Allow Honeycomb to connect to your Slack team to send triggers to your Slack channels, with nifty features such as link unfurling that will show you a preview of your Honeycomb query result graphs. Only one of your Slack team’s members needs to authorize Honeycomb in order to send triggers to public channels. Team members who want to send triggers to their private channels or themselves must authorize Slack on an individual basis.

PagerDuty  🔗

PagerDuty’s API Integration docs describe how to create a generic API integration to PagerDuty. Following those steps will give you an Integration Key that you’ll enter in the Trigger Recipient configuration form.

Webhooks  🔗

You can specifiy Webhooks for Honeycomb to send JSON payloads to upon trigger firing, to build your custom integrations. A webhook is an HTTP endpoint running within your infrastructure to which Honeycomb will send notifications of the trigger changing state. The content will include an authentication header and the result of the trigger in JSON in the body of the webhook.

The API for webhook notifications are described via an example webhook implementation that can consume webhook notifications.

Activate Trigger  🔗

When you save the trigger, it is immediately active and will run at the next frequency interval (such as on the next 5 minute interval for a 5 minute frequency). You can enable or disable a trigger by editing the trigger and selecting the Enable or Disable option.

List and Delete  🔗

You can find all triggers for your team by clicking the Triggers icon in the left hand navigation bar. You can also find all triggers belonging to a specific dataset by going into the settings page for the dataset, then clicking the “Triggers” tab.

Triggers Page

You’ll see a full list of the triggers. You’ll be able to click through and edit each trigger from this list by clicking on the trigger name.

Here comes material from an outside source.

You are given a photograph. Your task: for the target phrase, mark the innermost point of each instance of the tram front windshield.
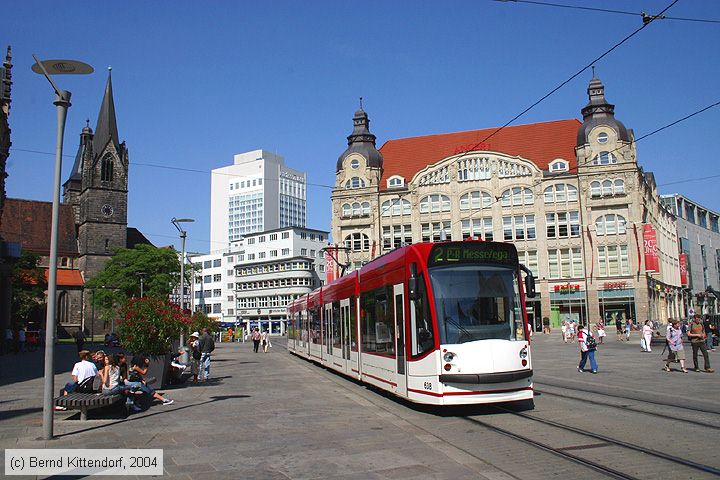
(476, 302)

List of Triggers within a Dataset page

To delete a trigger, either use the delete button on the triggers page or use the delete button at the bottom of the edit page.

Considerations  🔗

Queries done for triggers run your selected calculation over your configured frequency period. COUNTs, for example, will be the total count for that period, not a per-second count. Averages and percentiles are likewise covering the entire period—so to detect spikes, it is better to use MAX instead of AVG over a period. Another alternative is to use a COUNT with a filter restricting the set to the threshold you’re interested in—for example, you could count the number of events over 100ms and use that with a threshold instead of asking for the average to exceed 100ms.

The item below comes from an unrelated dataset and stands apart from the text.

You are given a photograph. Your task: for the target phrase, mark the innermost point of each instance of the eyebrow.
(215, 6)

The MIN calculation returns 0 for cases in which no data is found that satisfies the query, making it difficult to distinguish between a valid minimum of 0 and a null result. For this reason, you should avoid using the MIN calculation in combination with the < threshold operator in order to prevent false positives when no data is found. Instead, try switching the query to using COUNT with a filter restricting the set, and alert when the value exceeds a threshold—for example, given that a timeout should never be less than 100 ms, you could COUNT the number of events with timeout < 100, and trigger with a threshold > 0.

Best practices  🔗

  • Use the Name and Description fields effectively. The Name field should tell you what the alert is; the Description field should tell you what to do about the alert. Links to internal wikis or runbooks are best.
  • Use filters to improve the quality of your signal. If you’re interested in latency, but have a long poll endpoint, use a filter to remove that endpoint from the calculation rather than adjusting the values of the threshold.
  • To detect spikes in latency metrics, combine a filter with your cutoff (eg >100ms) with a COUNT. Your result will be the number of events that exceed your threshold.
  • To ignore spikes in latency and trigger on overall performance, use the P95 or P99 calculations. These will be more representative of the majority of traffic than AVG, which can be polluted by large outliers.
  • When detecting errors, whitelist good values instead of looking for bad values. For example, instead of building a filter of HTTP status codes == 500, use several filters to look for events that don’t have status codes 200, 301, 302, 404, etc.